ENGLISH
New Urban Agenda

THE LANCET Volume 389, No. 10071, p801–802

25 February 2017

Sudhvir Singh  and  Jessica Beagley

Published: 25 February 2017

DOI: http://dx.doi.org/10.1016/S0140-6736(17)30518-4

In October, 35 000 representatives of global, national, and local authorities, civil society, business, and academia gathered in Quito, Ecuador for the Third UN Conference on Housing and Sustainable Urban Development (Habitat III). The conference culminated in the adoption of the New Urban Agenda,1 which defines priorities for sustainable urbanisation over the next two decades.
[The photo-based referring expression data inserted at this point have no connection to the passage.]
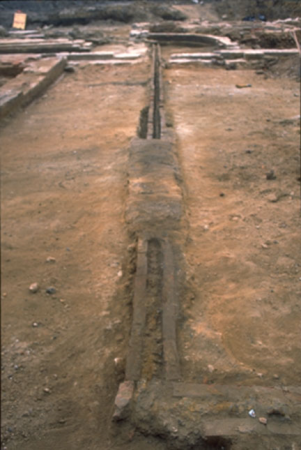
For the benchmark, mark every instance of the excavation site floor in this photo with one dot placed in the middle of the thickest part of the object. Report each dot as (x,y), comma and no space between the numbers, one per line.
(151,269)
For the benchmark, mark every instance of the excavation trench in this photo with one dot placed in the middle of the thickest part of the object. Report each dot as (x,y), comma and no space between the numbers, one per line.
(154,397)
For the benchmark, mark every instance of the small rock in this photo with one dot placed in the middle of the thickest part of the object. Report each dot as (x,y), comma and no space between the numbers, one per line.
(271,175)
(34,287)
(123,400)
(50,290)
(131,248)
(50,259)
(252,413)
(273,198)
(263,420)
(69,69)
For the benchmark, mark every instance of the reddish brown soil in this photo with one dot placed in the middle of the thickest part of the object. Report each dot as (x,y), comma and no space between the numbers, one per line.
(64,184)
(64,187)
(243,251)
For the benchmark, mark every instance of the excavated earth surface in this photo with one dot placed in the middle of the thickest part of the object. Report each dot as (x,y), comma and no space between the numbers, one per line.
(73,205)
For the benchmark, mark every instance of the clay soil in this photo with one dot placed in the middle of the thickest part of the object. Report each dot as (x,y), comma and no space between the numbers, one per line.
(64,188)
(64,184)
(243,251)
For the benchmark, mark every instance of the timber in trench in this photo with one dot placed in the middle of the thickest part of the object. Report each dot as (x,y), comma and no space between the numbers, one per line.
(153,396)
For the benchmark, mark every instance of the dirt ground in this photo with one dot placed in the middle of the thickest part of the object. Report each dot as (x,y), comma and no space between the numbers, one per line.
(243,250)
(63,193)
(64,183)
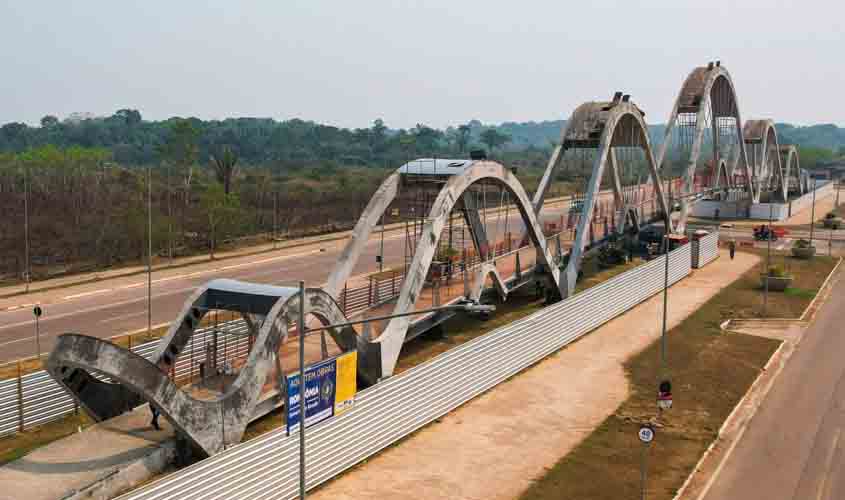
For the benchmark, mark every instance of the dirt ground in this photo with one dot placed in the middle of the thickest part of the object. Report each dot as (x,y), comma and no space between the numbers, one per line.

This letter summarises the relevance of the New Urban Agenda to the health community and the mandate for health professionals to engage in multisectoral approaches to sustainable urbanisation. (...) A highly consultative process provided the opportunity for multiple actors to work together to advocate for increased attention to health, with the final text containing strong references to overall health and wellbeing, together with comprehensive attention to risk factors and priorities for action. (...) However, the New Urban Agenda, while providing a mandate to integrate health considerations into development and implementation of urban policies, lacks detail on the mechanisms and interventions required to achieve this. Thus, without concerted evidence generation, surveillance, advocacy, and engagement by the health community in local government discourse and decision making, the health priorities included in the New Urban Agenda will not be realised.